Era da un pezzo che non m’imbattevo in un gruppo di autentici “posseduti dalla musica del diavolo”.
Ogni concerto era un evento in cui ciascun brano era interpretato in modo diverso. Il sindaco alla batteria, Bob, brizzolato e occhialuto cinquantenne con laurea in filosofia, alle tastiere e Babe, appena quarantenne, nonché noto fotoreporter, alla chitarra.
Diventammo buoni amici. Ogni tanto trovavo il coraggio di salire sul palco e raccontare come storie le vecchie canzoni del mio repertorio. Fu così che ad Amburgo incontrai Huri, quarantenne puttana turco-tedesca. Bella, dolce e di una simpatia irresistibile. Notai che mi fissava mentre ricordavo un amore del liceo, poi m’invitò al suo tavolo dove beveva tutta sola e infine, ubriachi e felici, fuggimmo sulla sua macchina verso sud.
Quella di Huri era una fuga vera e propria. Una delle tante. Il problema era che non era stata minimamente preparata e Günther, il suo protettore, ci scovò a Stoccarda in una pensione d’infima categoria dal nome improbabile: Edelweiss. Era frequentata da prostitute e il portiere ci tradì per intascare qualche banconota da cinquanta euro.

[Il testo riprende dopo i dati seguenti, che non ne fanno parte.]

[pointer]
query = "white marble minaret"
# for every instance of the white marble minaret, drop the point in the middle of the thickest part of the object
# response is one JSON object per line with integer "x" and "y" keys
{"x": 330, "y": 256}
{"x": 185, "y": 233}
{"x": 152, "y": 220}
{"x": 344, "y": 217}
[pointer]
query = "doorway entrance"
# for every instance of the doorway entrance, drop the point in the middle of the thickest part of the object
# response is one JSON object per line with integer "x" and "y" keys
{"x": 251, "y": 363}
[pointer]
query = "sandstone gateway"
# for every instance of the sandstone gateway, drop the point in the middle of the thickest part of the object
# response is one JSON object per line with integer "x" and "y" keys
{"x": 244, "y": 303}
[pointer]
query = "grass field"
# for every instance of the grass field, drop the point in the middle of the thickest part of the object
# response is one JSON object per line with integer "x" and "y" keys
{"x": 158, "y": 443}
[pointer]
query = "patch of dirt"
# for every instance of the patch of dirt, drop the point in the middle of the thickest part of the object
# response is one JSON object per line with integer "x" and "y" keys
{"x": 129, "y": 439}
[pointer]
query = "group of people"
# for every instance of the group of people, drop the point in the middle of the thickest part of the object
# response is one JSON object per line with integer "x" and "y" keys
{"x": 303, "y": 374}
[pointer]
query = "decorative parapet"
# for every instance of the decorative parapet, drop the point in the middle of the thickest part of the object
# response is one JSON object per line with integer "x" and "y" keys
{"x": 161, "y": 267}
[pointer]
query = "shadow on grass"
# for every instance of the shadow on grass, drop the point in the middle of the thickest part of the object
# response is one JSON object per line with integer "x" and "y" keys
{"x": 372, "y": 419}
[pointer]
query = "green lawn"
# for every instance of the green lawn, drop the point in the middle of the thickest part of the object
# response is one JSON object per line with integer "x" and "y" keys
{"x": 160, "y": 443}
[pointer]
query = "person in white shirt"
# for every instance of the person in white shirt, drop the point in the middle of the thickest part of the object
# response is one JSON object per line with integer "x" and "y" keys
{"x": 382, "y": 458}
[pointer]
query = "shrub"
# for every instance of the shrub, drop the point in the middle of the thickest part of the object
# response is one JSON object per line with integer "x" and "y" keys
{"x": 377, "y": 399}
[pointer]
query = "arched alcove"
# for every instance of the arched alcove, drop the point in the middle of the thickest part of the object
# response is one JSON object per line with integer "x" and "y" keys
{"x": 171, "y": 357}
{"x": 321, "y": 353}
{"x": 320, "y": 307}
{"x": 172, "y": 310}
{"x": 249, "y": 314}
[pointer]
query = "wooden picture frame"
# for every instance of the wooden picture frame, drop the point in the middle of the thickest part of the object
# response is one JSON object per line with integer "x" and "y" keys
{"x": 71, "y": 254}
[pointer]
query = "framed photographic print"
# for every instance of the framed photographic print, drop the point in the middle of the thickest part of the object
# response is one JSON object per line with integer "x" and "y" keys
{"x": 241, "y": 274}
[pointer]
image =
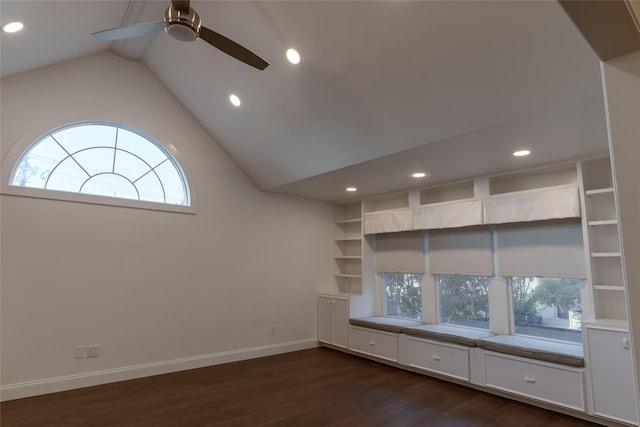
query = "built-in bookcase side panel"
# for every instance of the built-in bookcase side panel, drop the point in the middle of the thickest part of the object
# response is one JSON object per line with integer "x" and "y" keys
{"x": 597, "y": 174}
{"x": 531, "y": 180}
{"x": 448, "y": 193}
{"x": 347, "y": 247}
{"x": 605, "y": 258}
{"x": 393, "y": 201}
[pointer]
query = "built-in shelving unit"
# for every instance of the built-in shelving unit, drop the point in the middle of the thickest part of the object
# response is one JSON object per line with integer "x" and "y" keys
{"x": 392, "y": 201}
{"x": 533, "y": 179}
{"x": 347, "y": 247}
{"x": 447, "y": 193}
{"x": 602, "y": 237}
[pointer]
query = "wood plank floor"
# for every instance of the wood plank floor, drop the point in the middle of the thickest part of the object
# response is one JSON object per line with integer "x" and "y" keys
{"x": 317, "y": 387}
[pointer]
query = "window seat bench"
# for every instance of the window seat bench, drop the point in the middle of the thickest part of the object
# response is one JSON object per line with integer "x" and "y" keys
{"x": 387, "y": 324}
{"x": 531, "y": 348}
{"x": 448, "y": 334}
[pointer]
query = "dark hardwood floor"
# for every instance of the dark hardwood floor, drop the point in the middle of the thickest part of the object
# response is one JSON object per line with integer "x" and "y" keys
{"x": 317, "y": 387}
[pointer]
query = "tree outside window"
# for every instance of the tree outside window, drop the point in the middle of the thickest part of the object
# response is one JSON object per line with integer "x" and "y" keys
{"x": 403, "y": 295}
{"x": 464, "y": 300}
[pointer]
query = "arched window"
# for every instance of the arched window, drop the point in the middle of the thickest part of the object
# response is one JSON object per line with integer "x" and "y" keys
{"x": 104, "y": 160}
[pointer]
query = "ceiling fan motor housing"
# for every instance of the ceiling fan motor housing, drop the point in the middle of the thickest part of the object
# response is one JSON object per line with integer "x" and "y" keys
{"x": 180, "y": 25}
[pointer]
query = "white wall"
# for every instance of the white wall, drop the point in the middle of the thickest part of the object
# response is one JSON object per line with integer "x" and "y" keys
{"x": 159, "y": 291}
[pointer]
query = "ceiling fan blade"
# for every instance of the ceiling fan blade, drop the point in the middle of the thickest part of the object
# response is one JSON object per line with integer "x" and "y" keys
{"x": 232, "y": 48}
{"x": 181, "y": 5}
{"x": 128, "y": 32}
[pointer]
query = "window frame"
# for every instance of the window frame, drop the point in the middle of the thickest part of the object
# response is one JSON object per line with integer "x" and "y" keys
{"x": 30, "y": 139}
{"x": 382, "y": 276}
{"x": 512, "y": 317}
{"x": 436, "y": 278}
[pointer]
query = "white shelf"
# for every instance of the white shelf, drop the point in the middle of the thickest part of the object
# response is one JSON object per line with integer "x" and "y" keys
{"x": 348, "y": 221}
{"x": 617, "y": 288}
{"x": 606, "y": 255}
{"x": 603, "y": 222}
{"x": 599, "y": 191}
{"x": 347, "y": 238}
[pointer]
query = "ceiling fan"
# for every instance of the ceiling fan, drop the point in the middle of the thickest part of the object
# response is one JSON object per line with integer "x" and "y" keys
{"x": 183, "y": 23}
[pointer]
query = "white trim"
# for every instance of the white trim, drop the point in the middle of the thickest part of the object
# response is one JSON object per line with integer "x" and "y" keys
{"x": 88, "y": 379}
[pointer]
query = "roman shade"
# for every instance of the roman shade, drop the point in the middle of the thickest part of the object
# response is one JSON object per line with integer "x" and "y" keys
{"x": 448, "y": 215}
{"x": 536, "y": 205}
{"x": 400, "y": 252}
{"x": 388, "y": 221}
{"x": 547, "y": 249}
{"x": 461, "y": 251}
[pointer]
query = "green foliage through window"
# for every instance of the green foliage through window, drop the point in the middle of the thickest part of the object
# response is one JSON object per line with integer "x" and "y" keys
{"x": 403, "y": 295}
{"x": 464, "y": 300}
{"x": 547, "y": 307}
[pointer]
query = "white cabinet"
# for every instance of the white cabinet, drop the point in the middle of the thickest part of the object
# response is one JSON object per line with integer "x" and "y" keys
{"x": 333, "y": 320}
{"x": 447, "y": 359}
{"x": 610, "y": 364}
{"x": 556, "y": 384}
{"x": 383, "y": 345}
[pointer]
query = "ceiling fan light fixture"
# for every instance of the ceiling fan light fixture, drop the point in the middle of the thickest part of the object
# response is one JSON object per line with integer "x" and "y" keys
{"x": 521, "y": 153}
{"x": 12, "y": 27}
{"x": 235, "y": 100}
{"x": 293, "y": 56}
{"x": 182, "y": 26}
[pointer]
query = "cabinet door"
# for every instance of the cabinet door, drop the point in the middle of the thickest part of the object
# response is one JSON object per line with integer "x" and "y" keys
{"x": 340, "y": 321}
{"x": 325, "y": 319}
{"x": 612, "y": 382}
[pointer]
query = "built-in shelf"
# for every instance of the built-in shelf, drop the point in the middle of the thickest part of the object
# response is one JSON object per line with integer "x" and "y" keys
{"x": 562, "y": 175}
{"x": 603, "y": 222}
{"x": 347, "y": 247}
{"x": 603, "y": 244}
{"x": 606, "y": 254}
{"x": 599, "y": 191}
{"x": 617, "y": 288}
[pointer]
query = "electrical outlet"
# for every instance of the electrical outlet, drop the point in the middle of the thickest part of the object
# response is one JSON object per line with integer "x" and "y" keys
{"x": 93, "y": 350}
{"x": 80, "y": 352}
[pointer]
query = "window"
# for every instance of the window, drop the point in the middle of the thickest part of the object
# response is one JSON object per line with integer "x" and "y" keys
{"x": 464, "y": 300}
{"x": 547, "y": 307}
{"x": 403, "y": 295}
{"x": 104, "y": 160}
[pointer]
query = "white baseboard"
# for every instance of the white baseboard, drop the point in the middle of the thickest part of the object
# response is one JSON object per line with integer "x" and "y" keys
{"x": 69, "y": 382}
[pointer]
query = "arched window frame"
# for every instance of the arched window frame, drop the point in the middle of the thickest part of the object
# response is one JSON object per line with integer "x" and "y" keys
{"x": 31, "y": 139}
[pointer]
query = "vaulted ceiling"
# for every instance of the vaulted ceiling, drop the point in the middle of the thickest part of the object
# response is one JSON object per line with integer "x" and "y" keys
{"x": 384, "y": 88}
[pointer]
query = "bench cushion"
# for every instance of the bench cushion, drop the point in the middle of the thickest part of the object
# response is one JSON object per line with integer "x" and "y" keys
{"x": 564, "y": 354}
{"x": 389, "y": 324}
{"x": 446, "y": 333}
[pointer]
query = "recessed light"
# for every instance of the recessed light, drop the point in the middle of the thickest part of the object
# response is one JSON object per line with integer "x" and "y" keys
{"x": 293, "y": 56}
{"x": 12, "y": 27}
{"x": 521, "y": 153}
{"x": 235, "y": 100}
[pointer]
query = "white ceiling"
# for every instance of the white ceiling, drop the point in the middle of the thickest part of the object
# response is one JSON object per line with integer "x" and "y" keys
{"x": 384, "y": 88}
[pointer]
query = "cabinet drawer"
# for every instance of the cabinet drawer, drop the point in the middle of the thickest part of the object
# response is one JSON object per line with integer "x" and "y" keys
{"x": 442, "y": 358}
{"x": 375, "y": 343}
{"x": 550, "y": 383}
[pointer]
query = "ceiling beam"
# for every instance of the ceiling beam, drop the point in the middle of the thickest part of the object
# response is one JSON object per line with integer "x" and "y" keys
{"x": 609, "y": 26}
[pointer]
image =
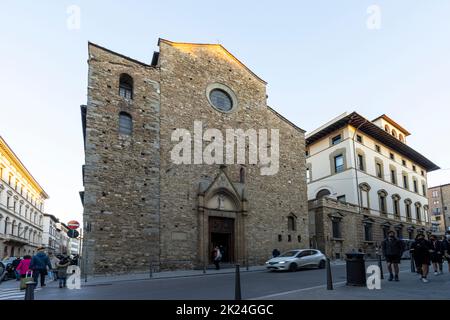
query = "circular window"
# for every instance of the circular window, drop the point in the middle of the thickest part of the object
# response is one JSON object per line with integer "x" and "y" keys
{"x": 221, "y": 100}
{"x": 221, "y": 97}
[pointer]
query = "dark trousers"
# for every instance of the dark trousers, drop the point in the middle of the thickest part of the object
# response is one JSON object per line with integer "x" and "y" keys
{"x": 37, "y": 273}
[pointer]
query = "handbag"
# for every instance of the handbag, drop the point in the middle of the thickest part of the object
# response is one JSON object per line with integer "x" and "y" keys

I gorilla di Günther avevano pessime intenzioni ma la mia ragazza calmò gli animi chiedendo perdono e promettendo di lavorare il doppio. Me la cavai con una costola incrinata.
Huri, prima di uscire, mi mandò un bacio. «Torno in strada» disse alzando le spalle.
I’m on the road again. Abbandonai quella topaia senza rimpianti e per nulla fiero di me stesso. La storia con Huri era sbagliata fin dall’inizio. Per entrambi. E comunque non era quello di cui avevo bisogno. Diedi la colpa all’alcol e comprai un biglietto per Berlino. Ma non ci arrivai.
All’altezza di Lipsia ricevetti una telefonata dal vecchio Rossini.
«C’è un tizio che ti cerca. Sostiene di essere nei casini».
«Chi è?».
«Una vecchia conoscenza».
Nel nostro gergo significava che lo avevamo conosciuto in galera.
«Dal tono non mi sembra che ti stia particolarmente simpatico».
«In realtà è anche un buon diavolo ma lavora in un settore che non condividiamo».
«E allora mandalo a quel paese».
«Non è così semplice e poi tocca a te decidere. La rogna è tua. Ti vuole ingaggiare come paciere».
Il particolare catturò il mio interesse. «D’accordo. Il tempo di trovare un aeroporto e salto sul primo volo».
Beniamino riattaccò. E io iniziai a frugare su Internet dal cellulare a caccia di informazioni. Ora avevo fretta di tornare. Una fretta maledetta.